Follow the schematic diagram for the ESP modules and connect them accordingly. Connect the ESP32 device with the buzzer sensor as shown in the schematic diagram above:

Pinout of the buzzer Sensor :

buzzer Sensor - ESP32

VCC - Power Supply

Data - GPIO

GND - GND

Wire the buzzer sensor to the ESP32 as shown in the following schematic diagram. We’re connecting the vcc pin to 3v/5v and the buzzer pin to GPIO 23, but you can use any other suitable pins, and GND pin to GND of esp32.

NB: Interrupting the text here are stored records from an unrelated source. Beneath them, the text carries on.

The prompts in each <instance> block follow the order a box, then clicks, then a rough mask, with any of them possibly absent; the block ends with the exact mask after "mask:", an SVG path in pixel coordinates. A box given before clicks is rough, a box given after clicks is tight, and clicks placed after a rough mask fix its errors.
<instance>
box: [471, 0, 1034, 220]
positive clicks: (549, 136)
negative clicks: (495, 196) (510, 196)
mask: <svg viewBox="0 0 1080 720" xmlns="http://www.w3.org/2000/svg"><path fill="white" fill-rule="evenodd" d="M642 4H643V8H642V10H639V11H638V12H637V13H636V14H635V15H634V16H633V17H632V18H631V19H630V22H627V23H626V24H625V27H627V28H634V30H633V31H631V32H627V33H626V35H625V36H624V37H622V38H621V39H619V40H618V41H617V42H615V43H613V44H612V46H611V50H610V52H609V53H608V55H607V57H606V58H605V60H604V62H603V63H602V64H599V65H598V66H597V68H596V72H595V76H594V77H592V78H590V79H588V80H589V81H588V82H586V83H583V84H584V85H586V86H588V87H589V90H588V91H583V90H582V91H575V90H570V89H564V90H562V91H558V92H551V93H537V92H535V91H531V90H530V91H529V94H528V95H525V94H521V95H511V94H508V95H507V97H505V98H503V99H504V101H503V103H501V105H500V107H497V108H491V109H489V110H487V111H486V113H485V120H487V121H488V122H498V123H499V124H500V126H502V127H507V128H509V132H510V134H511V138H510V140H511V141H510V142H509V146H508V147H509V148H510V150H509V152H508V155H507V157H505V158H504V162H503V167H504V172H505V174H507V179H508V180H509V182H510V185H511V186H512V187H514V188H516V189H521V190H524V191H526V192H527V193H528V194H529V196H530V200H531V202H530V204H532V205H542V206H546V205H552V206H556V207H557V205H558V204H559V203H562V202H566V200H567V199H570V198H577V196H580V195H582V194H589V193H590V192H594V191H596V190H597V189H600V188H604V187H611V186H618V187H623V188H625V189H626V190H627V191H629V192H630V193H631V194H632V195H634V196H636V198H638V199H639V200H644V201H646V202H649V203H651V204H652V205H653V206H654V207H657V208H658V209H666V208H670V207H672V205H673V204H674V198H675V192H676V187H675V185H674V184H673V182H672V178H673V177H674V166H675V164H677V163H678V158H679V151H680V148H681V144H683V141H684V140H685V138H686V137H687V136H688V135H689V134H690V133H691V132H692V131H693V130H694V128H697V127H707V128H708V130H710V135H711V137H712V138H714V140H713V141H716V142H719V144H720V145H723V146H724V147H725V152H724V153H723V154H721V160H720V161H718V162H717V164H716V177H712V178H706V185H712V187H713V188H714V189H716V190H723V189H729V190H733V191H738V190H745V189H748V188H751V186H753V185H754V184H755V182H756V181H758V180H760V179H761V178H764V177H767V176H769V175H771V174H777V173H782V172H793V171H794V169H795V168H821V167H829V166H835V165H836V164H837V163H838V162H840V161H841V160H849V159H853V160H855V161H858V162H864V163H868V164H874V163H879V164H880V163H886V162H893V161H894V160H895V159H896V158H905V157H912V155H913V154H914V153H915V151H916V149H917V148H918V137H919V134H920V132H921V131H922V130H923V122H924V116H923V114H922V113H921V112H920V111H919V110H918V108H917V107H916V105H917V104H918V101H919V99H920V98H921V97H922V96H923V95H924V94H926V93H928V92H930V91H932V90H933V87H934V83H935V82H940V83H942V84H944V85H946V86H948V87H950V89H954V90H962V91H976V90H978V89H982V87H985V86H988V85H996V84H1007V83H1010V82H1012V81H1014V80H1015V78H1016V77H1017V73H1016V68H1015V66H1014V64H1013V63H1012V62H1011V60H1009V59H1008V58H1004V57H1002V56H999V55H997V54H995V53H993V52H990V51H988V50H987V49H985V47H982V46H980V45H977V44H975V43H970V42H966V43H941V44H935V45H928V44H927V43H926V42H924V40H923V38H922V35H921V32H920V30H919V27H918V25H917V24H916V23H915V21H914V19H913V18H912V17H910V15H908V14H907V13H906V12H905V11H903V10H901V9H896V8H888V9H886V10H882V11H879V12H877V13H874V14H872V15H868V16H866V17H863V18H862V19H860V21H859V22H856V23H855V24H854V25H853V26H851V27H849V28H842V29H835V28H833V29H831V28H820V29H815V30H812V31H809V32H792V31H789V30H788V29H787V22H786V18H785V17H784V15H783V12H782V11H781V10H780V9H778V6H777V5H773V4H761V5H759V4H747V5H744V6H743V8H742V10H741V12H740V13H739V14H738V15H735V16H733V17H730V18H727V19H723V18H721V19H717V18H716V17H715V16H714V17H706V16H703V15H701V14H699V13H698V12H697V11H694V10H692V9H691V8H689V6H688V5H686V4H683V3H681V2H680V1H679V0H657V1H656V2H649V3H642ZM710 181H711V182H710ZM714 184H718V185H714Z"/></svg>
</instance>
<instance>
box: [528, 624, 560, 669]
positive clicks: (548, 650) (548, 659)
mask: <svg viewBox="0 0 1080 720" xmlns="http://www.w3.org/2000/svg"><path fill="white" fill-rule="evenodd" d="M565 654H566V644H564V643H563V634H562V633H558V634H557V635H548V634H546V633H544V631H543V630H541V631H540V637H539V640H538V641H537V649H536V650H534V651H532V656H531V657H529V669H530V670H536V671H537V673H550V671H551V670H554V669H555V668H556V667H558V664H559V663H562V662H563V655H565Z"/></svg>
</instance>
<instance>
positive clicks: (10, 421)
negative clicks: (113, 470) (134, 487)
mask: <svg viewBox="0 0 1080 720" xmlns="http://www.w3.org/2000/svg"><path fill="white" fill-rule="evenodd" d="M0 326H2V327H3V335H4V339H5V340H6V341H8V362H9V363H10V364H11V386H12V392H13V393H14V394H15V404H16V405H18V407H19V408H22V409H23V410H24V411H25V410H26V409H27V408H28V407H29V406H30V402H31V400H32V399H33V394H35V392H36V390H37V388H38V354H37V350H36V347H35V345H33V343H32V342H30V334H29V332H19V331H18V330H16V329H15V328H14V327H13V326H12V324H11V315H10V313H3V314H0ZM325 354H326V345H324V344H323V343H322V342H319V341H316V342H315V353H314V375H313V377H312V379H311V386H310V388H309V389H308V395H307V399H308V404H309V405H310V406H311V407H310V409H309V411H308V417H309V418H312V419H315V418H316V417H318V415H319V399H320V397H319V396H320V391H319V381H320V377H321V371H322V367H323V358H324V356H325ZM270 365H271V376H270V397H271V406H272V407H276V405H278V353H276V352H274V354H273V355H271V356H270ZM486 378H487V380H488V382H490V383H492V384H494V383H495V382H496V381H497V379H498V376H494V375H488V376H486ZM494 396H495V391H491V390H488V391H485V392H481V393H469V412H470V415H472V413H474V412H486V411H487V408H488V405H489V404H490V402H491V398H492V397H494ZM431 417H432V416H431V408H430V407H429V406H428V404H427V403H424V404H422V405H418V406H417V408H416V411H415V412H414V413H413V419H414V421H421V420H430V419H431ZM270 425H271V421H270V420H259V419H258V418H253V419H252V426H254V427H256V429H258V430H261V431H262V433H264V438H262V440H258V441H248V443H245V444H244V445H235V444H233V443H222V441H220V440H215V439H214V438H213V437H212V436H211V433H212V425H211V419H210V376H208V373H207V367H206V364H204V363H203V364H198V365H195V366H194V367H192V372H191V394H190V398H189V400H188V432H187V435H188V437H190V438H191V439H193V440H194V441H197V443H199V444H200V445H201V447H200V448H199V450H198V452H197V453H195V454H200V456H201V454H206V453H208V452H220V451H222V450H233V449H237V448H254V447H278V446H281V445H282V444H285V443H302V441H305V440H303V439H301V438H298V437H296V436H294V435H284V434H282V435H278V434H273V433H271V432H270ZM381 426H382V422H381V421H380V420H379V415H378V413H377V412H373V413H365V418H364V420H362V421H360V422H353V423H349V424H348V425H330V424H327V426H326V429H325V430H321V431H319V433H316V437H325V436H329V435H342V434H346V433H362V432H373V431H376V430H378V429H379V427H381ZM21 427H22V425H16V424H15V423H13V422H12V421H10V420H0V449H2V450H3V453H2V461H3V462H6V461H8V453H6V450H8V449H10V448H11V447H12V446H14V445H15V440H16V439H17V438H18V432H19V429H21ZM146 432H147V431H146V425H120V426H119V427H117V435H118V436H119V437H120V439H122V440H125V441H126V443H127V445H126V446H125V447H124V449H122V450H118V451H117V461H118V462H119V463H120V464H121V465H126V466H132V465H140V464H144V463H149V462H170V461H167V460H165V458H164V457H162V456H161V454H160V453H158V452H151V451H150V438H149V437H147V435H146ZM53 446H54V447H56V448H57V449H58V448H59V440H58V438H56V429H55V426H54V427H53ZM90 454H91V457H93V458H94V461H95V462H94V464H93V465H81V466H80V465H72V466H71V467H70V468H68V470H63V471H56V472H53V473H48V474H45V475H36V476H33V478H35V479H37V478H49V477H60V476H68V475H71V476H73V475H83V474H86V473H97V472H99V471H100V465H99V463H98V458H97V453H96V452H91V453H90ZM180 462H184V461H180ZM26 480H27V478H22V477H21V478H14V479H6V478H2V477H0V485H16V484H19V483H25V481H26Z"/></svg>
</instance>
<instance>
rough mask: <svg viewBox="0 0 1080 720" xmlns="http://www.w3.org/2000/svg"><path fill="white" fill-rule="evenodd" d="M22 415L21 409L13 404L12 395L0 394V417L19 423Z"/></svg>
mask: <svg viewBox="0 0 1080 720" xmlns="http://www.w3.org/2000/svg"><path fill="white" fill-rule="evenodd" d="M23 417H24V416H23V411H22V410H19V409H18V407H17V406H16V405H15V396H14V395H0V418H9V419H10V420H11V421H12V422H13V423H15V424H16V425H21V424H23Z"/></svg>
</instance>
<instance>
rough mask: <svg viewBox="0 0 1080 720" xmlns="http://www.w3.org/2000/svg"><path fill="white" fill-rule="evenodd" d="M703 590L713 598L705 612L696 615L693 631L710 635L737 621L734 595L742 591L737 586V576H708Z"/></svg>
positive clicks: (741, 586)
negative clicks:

ESP32 Wiring With buzzer Sensor :

Buzzer Sensor - ESP32

VCC - 5V / 3V

Data - 23 (ANY GPIO)

GND - GND


Step 3: CODE Snippet


from machine import Pin
import time

BUZZER_PIN = 23 # GPIO pin connected to the buzzer

def setup():
  global buzzer
  # Initialize the buzzer pin
  buzzer = Pin(BUZZER_PIN, Pin.OUT)

def buzz(duration_ms):
  # Turn on the buzzer
  buzzer.on()
  # Wait for the specified duration
  time.sleep_ms(duration_ms)
  # Turn off the buzzer
  buzzer.off()

def loop():
  # First loop
  for i in range(100):
    # Make a sound
    buzzer.on()
    time.sleep_ms(1) # Send high signal to buzzer
    buzzer.off()
    time.sleep_ms(1) # Send low signal to buzzer
  time.sleep(1)

  for j in range(50):
    # Make another sound
    buzzer.on()
    time.sleep_ms(4)
    buzzer.off()
    time.sleep_ms(4)
  time.sleep(1)

# Initialize setup
setup()

# Main loop
while True:
  loop()


Step 4: Applications

Buzzers have a wide range of applications across various industries and everyday scenarios due to their ability to produce audible alerts or signals. Some common applications of buzzers include:

  1. Alarms and Security Systems: Buzzers are frequently used in alarm systems for buildings, homes, and vehicles. They can alert occupants in case of intrusion, fire, smoke, or other emergencies.
  2. Electronic Devices: Many electronic devices incorporate buzzers to provide auditory feedback or alerts. For example, they are used in timers, clocks, microwave ovens, washing machines, and kitchen appliances to signal the completion of a task or indicate an error.
  3. Industrial Equipment: In industrial settings, buzzers are used for signaling various conditions such as equipment malfunction, low fluid levels, or completion of a process. They are essential for maintaining operational safety and efficiency.
  4. Automotive Systems: Vehicles utilize buzzers for a range of purposes, including indicating open doors, seatbelt warnings, low fuel warnings, and parking sensor alerts. Buzzers can also be integrated into car security systems.
  5. Medical Devices: In healthcare settings, buzzers are used in medical equipment and devices to signal alarms for critical conditions, medication reminders, or patient monitoring systems.
  6. Consumer Electronics: Buzzers are commonly found in consumer electronics such as smartphones, tablets, and laptops. They provide notifications for incoming calls, messages, and other events.
  7. Game and Entertainment Systems: In gaming consoles, arcade machines, and amusement park attractions, buzzers are often used to enhance the gaming experience or signal specific events.
  8. Access Control Systems: Buzzers can be integrated into access control systems to provide audible feedback when granting or denying access to a secure area.
  9. Educational and Training Tools: Buzzers are used in educational settings for quizzes, trivia games, and classroom activities. They provide a fun and engaging way to interact with students and reinforce learning.
  10. Navigation and Wayfinding Systems: In public transportation terminals, airports, and other crowded environments, buzzers may be used to guide individuals with visual impairments or signal approaching departures.